Charming.  As strange as this verse sounds, it is in God’s punishment— His act of justice—of Adam and Eve for eating the forbidden fruit that he promises to save them. The Fathers of the Church have interpreted this verse as the protoevangelium or “the first gospel.” This is the first promise in Scripture of a savior. God is saying here that the offspring of humankind, of which God became, will strike the devil and defeat him.

God’s plan from the beginning was for all of us to be in communion with Him (or Them, the Holy Trinity). Our sin did not thwart the plan. Rather, it allowed for God’s mercy and love to be known in greater depths than ever imaginable. This is not to say that God uses our sin to show His love, or that God erases our past as if the suffering did not matter. This is sometimes called Justification.  We get justified by God via Jesus. It becomes that we live free, and just-as-if-I’d-never sinned. We are justified by a merciful God. It cost God to act in this way for us. The suffering mattered, and He felt it on the Cross, and we can unite our suffering to His to find the strength to bear it. Suffering can only be redemptive because Jesus overcame it.

God does not just functionally use us. If He wanted to use us, then he never would have given us free will and sin would not exist. We would operate more like robots or computers rather than human beings. God cannot be a loving, merciful God if He uses His creatures— because true love is given and received in freedom.  Being forced to love someone is not love, it is servitude. Therefore, God does not use our sins because he loves us. Rather than using it, he chooses to meet us in the suffering caused by our sin and bear the suffering with us. Isn’t that the mark of true love, when someone sits with you in your darkest moments rather than leaving you for someone more fun?
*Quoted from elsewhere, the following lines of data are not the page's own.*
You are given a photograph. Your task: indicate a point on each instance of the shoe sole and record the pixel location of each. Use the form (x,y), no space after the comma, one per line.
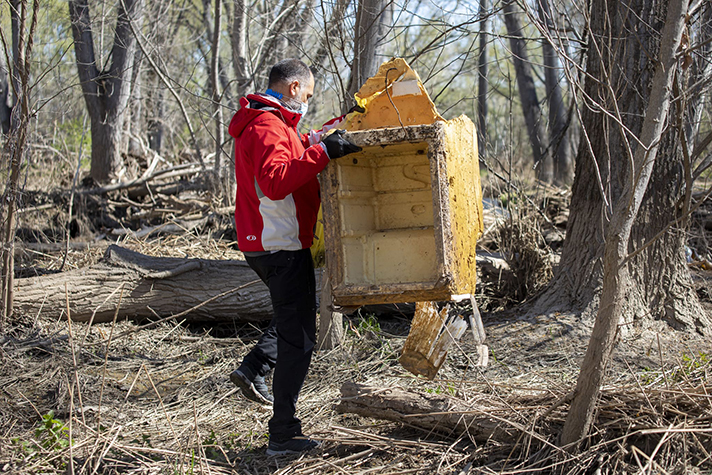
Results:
(248,390)
(275,453)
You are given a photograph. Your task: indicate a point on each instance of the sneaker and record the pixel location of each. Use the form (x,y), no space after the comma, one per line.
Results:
(253,390)
(296,445)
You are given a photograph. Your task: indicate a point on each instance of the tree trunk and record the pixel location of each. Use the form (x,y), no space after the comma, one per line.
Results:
(331,323)
(5,109)
(106,92)
(243,79)
(528,96)
(151,286)
(616,282)
(559,146)
(482,85)
(23,41)
(661,284)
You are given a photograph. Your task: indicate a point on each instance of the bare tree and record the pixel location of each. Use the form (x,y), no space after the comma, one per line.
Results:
(373,18)
(636,168)
(5,109)
(106,91)
(528,95)
(560,148)
(14,148)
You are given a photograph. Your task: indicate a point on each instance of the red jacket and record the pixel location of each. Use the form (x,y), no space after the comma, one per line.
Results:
(277,198)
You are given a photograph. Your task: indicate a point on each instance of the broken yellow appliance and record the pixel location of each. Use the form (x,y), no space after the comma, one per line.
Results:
(405,213)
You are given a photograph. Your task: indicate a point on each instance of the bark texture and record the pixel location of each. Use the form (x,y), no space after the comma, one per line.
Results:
(531,109)
(622,58)
(106,92)
(152,286)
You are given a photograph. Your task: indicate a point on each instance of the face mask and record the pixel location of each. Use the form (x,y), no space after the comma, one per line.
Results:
(303,108)
(296,105)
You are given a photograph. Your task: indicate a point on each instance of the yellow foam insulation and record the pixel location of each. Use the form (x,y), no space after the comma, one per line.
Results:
(394,97)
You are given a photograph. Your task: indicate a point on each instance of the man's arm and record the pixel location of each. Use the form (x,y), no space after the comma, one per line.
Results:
(277,171)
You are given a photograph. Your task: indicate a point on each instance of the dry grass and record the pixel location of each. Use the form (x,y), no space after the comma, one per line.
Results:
(142,401)
(159,401)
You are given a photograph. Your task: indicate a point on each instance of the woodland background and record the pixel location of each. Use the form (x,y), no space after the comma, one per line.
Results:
(594,133)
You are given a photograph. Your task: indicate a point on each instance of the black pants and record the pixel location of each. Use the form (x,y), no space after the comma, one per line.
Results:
(287,344)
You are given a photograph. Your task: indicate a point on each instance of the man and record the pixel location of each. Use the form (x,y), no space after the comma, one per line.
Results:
(275,214)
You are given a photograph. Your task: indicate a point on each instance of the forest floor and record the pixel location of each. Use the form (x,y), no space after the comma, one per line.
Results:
(159,400)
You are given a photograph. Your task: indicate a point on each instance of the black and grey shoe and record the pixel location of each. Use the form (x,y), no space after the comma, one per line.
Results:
(297,445)
(255,390)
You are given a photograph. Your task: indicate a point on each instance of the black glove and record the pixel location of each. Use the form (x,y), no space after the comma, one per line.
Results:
(337,146)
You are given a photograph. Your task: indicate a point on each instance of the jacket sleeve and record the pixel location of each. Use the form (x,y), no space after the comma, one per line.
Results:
(277,171)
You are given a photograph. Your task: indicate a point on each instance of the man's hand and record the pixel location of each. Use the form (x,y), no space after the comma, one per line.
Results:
(337,146)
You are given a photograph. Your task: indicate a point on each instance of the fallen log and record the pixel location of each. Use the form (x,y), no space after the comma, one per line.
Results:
(148,287)
(449,416)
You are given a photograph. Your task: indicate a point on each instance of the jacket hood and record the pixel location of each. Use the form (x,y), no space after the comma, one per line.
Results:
(255,105)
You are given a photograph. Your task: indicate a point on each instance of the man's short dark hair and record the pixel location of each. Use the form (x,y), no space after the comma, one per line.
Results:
(289,70)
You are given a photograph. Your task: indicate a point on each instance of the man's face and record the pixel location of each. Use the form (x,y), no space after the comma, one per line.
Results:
(302,92)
And going even further, rather than allowing our sin to destroy us, God recreates us in His new and resurrected life. This is mercy—to give beyond what is deserved. We only deserve God’s justice, and He cannot help but shower us with mercy.

Let me quote here something on God’s mercy as written by Pope John Paul II. It is of Misericordias Domini in aeternum cantabo.”

Dives in Misericordia, 8

“Here is the Son of God, who in his resurrection experienced in a radical way mercy shown to himself; that is to say the love of the Father which is more powerful than death. And it is also the same Christ, the Son of God, who at the end of his messianic mission—and, in a certain sense, even beyond the end—reveals himself as the inexhaustible source of mercy, of the same love that, in a subsequent perspective of the history of salvation in the Church, is to be everlastingly confirmed as more powerful than sin. The paschal Christ is the definitive incarnation of mercy, its living sign in salvation history and in eschatology. In the same spirit, the liturgy of Eastertide places on our lips the words of the Psalm: “

In conclusion, it is when we have opened our wounded hearts to the merciful heart of Jesus and received the unfathomable gift of His resurrected life, that we can exclaim (too) with St. Thomas, “My Lord and my God!”